L'histoire :
Quelqu’un parle, mais tout est noir autour de lui. Adam écoute et comprend qu’on pense qu’il n’entend pas. Il déduit qu’il est sur un lit d’hôpital, plongé dans le coma. Régulièrement, sa concentration « s’endort » : les phrases qu’il perçoit s’évanouissent… puis reviennent plus tard. Autour de lui, ça parle d’IRM, de perfusion, de cathéter. Un nouveau protocole est appliqué, Adam replonge dans l’inconscient. Parfois, c’est le silence et toujours l’obscurité. Les médecins avouent qu’il y a peu de chances qu’il se réveille un jour, et qu’il est désormais incapable de ressentir quoi que ce soit. Néanmoins, sa femme Lucy persiste à lui parler, doucement. Il s’endort. Se réveille. Combien de temps passe ainsi ? Soudain, on s’anime et on s’inquiète autour de lui : il est en train de faire un arrêt cardiaque. Il perd connaissance. Il revient à lui, mais tout est toujours noir. Un policier parle d’enquête et prend de ses nouvelles. Que lui est-il arrivé, nom de nom ? Il perçoit une image, et même si c’est diffus, il croit reconnaître un incroyable désordre d’objets… C’est diffus et fixe. Quoique… Au fil des jours, cette même image lui revient sans cesse, de plus en plus précise. Et ce n’est pas une image fixe, mais un ralenti extrême. Serait-ce les derniers instants avant son coma, qui défilent à une vitesse prodigieusement lente ?

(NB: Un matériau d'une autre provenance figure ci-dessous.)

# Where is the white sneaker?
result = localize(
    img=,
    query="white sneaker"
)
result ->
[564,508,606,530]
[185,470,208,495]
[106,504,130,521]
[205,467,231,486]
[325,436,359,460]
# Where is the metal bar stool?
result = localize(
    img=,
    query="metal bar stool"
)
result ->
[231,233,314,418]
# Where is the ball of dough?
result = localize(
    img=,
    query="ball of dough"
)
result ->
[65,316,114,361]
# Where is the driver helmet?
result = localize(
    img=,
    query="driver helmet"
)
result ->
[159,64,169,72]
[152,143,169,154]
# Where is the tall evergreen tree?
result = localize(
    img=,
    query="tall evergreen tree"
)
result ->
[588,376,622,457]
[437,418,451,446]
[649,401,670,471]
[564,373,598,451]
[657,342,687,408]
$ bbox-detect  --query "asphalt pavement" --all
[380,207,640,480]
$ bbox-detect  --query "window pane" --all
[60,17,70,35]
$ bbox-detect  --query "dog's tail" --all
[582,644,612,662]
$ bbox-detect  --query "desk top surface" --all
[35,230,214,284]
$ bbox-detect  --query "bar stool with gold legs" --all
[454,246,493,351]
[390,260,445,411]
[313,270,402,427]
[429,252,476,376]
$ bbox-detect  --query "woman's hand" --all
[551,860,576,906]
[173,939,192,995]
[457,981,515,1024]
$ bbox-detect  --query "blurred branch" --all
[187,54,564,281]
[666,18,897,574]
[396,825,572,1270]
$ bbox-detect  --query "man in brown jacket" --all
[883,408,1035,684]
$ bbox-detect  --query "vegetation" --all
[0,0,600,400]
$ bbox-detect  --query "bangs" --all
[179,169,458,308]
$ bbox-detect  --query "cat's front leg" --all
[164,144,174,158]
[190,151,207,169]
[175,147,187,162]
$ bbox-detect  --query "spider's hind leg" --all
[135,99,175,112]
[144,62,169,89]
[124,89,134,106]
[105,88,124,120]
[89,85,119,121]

Ce qu'on en pense sur la planète BD :
Marc-Antoine Mathieu voue son œuvre de bédéaste à la BD expérimentale. C’est toujours intéressant, un regard neuf et original sur une manière réinventée de faire – et de lire – une bande dessinée. Cette fois, ses détracteurs vont initialement crier à la fumisterie : 90% de Deep me consiste à enfiler des cases toutes noires. Seuls les phylactères et les onomatopées se distinguent en effet dans une succession de rectangles noirs, sans rien de dessiné dedans. Et pour cause : le héros est plongé dans le coma et partage en « caméra subjective » sa condition à la fois désespérée et définitive. On suit donc l’évolution de ce qu’il perçoit, ses déductions, ses espoirs… Et puis soudain une même image lui revient par bribes. Ou plutôt une image complexe, composée de moult éléments en suspension, qui évoluent au ralenti, selon une traduction oculaire différemment diffuse. Lesdits détracteurs y regarderont de plus près : ça n’est jamais la même image. MAM a réellement dessiné à chaque fois une image légèrement différente, comme autant de captures d’écran d’un film projeté au ralenti, un ralenti extrême. Derniers instants avant l’accident ou projection d’une solution de plus en plus consciente pour trouver une issue au coma ? Tout le monde le croit inconscient, or ça n’est assurément pas le cas, et seul le lecteur s’en rend compte ! Nous n’allons certes pas révéler la teneur, la raison et la conclusion de son coma, mais sachez que les dernières pages vous réservent un rebondissement inattendu. A défaut d’être tout à fait convainquant, ce nouvel album de MAM se révèle une nouvelle fois une expérience de lecture intéressante, qui remet en perspective les moyens et les effets du 9ème art.